Harry, Snape and Dementors WAS: Re: CHAPTER Chamber of Secrets Chapter 18:
willsonteam
willsonkmom at msn.com
Tue Jun 22 02:00:30 UTC 2010
No: HPFGUIDX 189378
Alla:
> No, I am convinced that in addition to knowing that his method worked, Harry discarded Snape's method because Snape did not convince him that it will be working first and foremost. IMO of course. But if Harry explained it in detail with good reasoning and all that, I think he should have gotten an Outstanding. I do not know yet what is happening in american schools, child in my family only starts school this year. But I am hoping that at least in lab lessons good teachers acknowledge results even if one arrived there by different method from what teacher required.
Potioncat:
We don't know what the question to the essay was, only that it was a difficult essay to write--we know that Harry used it in some way to show he disagreed. We don't know what Harry wrote. We know he expected a low grade. He didn't seem to expect to fail, nor does it appear he did. If the essay asked about the method(s) discussed in class and Harry answered that and also discussed Expecto Patronum, he should have expected a higher grade.

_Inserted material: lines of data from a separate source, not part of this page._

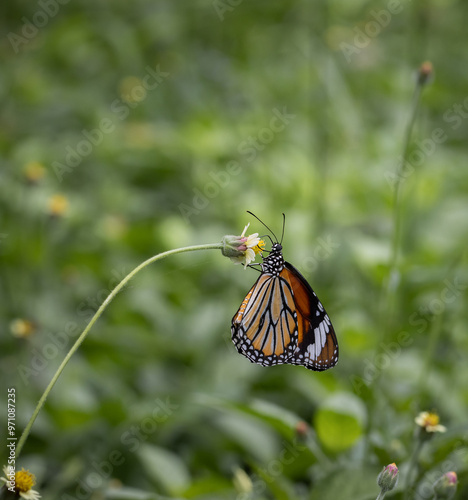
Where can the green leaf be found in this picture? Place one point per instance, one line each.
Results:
(339, 423)
(355, 484)
(164, 467)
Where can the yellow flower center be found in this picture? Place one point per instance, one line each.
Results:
(24, 480)
(259, 247)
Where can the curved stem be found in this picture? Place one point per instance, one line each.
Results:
(115, 291)
(411, 467)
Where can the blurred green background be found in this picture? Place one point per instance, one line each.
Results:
(130, 128)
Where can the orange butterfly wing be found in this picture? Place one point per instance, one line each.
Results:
(264, 329)
(317, 346)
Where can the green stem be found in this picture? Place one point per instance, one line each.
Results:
(392, 279)
(115, 291)
(412, 465)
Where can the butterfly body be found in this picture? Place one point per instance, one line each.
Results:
(281, 320)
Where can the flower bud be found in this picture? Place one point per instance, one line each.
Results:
(388, 478)
(446, 486)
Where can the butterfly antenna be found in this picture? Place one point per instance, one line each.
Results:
(282, 232)
(261, 222)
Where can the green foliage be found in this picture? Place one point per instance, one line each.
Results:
(130, 128)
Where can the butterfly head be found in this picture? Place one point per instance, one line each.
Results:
(274, 262)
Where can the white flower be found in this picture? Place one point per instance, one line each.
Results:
(243, 249)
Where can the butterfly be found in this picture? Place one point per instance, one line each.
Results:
(281, 320)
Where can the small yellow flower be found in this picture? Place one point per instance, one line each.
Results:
(22, 327)
(243, 249)
(23, 483)
(429, 422)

If he bypassed the content taught in class and only discussed EP--then he deserved a low grade.
The big difference I see is that Harry seems to think he'll get a bad grade and that's what he thinks he earned, while you seem to think he anticipates an unfair low grade.
That was part of what I was getting at about how we would react to this situation if it had involved a different teacher. If Harry turned in a paper to Mcgonagall and anticipated a low grade, readers might be more likely to think a low grade was part of her strict grading method and that Harry knew he hadn't written a paper that really responded to the issue at hand.
In American schools--and this can varry wildly---if the essay answers the question, it should get a good grade. But in the sciences or maths, there may be a requirement to use a specific process or method and not using it would cause loss of points. The reason why is because it is important that a certain process is learned.
Or here's one--not sure if it would ever be asked like this---"Describe Darwin's theory of evolution and provide three examples that support it."
If the student wrote, I don't believe in evolution, on the first day God said let there be light---then the student would probaly get a bad grade. If the student said the theory says blah blah blah and the three examples scientists use are 1, 2 3 and then goes on to say why he doesn't believe, then he's answered the question and stayed true to himself.
So, we're probably at our usual meeting place at this point--agreeing to disagree.